ÖZGÜN ADI: OBLOMOV
619 Sayfa
BASKI: 13. Baskı
Ekim 2013
YAYIN EVİ: İş Bankası Kültür Yayınları
Kitaba başladıktan kısa bir süre sonra izine ayrılmak zorunda kaldım. Etkinlik için okumaya karar vermiştim ve ben ayın üçünde etkinlik bitiyor sanıyordum. Etkinliği bitiremedim diye üzülmüştüm ama sonra izin bitip eve döndüğüm zaman daha zamanım olduğunu görünce o kadar mutlu oldum ki anlatamam. Hep uzun süreli işlerini bitiremeyen birisi olarak bu etkinliği bitirmek bana ayrı bir mutluluk verdi.
İlk okumaya başladığım zaman Oblomov'a sinir oldum. Kitabın bazı yerleri sıksa da genelde sıkılmadan rahat rahat okuyabildim. İnsanın aklında canlandırdığı tembel kavramını yıkıyor resmen.
Adam tembel ama öyle boş, aklı çalışmayan bir tembel değil. Aklı gayet güzel çalışan eğitimli, kültürlü ve en önemlisi bencil yada vurdumduymaz değil. Bol bol planlar yapıyor. Bu planlarını gerçekleştirememesi ayrı bir mesele.
En yakın arkadaşı olan Ştolts ise tam zıttı bir karakter. Hayata bağlı, çalışkan, iş yapmayı ve gezmeyi seven, her zaman insanlarla iletişim halinde olan birisi.
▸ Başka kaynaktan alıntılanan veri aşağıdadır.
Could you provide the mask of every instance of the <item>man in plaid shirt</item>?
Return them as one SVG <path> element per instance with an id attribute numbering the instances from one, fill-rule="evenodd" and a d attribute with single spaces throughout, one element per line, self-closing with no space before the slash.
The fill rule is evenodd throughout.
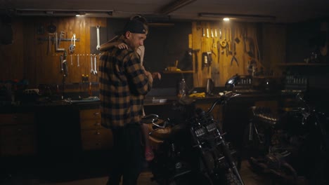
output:
<path id="1" fill-rule="evenodd" d="M 136 50 L 146 39 L 144 24 L 130 20 L 121 41 L 128 49 L 112 48 L 99 66 L 101 124 L 113 133 L 113 156 L 108 184 L 136 184 L 142 166 L 141 118 L 144 96 L 152 88 L 152 74 L 141 64 Z"/>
Kitabı okurken bir ara aşık olup canlanınca eyvah bile dedim. Hayallerimi yıktın Olga demeye başlamıştım ki neyse ayrıldı da Oblomov eski hayatına döndü :))))))
Kitabı okurken özellikle önsöz kısmında yazan:" Geçmiş zamanı, adeta beş duyunun birden yardımıyla dirilten bu "Rüya"yı Marcel Proust okumuş olsaydı, Gonçarov'u kendine en yakın romancılardan sayabilirdi. Proust da onun gibi anlattığı âlemden hiçbir şeyin kaybolmasına razı olmuyor, ilk bakışta tekrar gibi görünen belirsiz renkleri biriktirerek canlı bir bütün yaratıyor." bölümü okuyup sonra rüya kısmını okuyunca biraz daha net bir şekilde benzerliği farkediyor insan.
Her ne kadar birbirine zır görünseler de Ştolts kitaba ayrı bir renk, ayrı bir hava katıyor.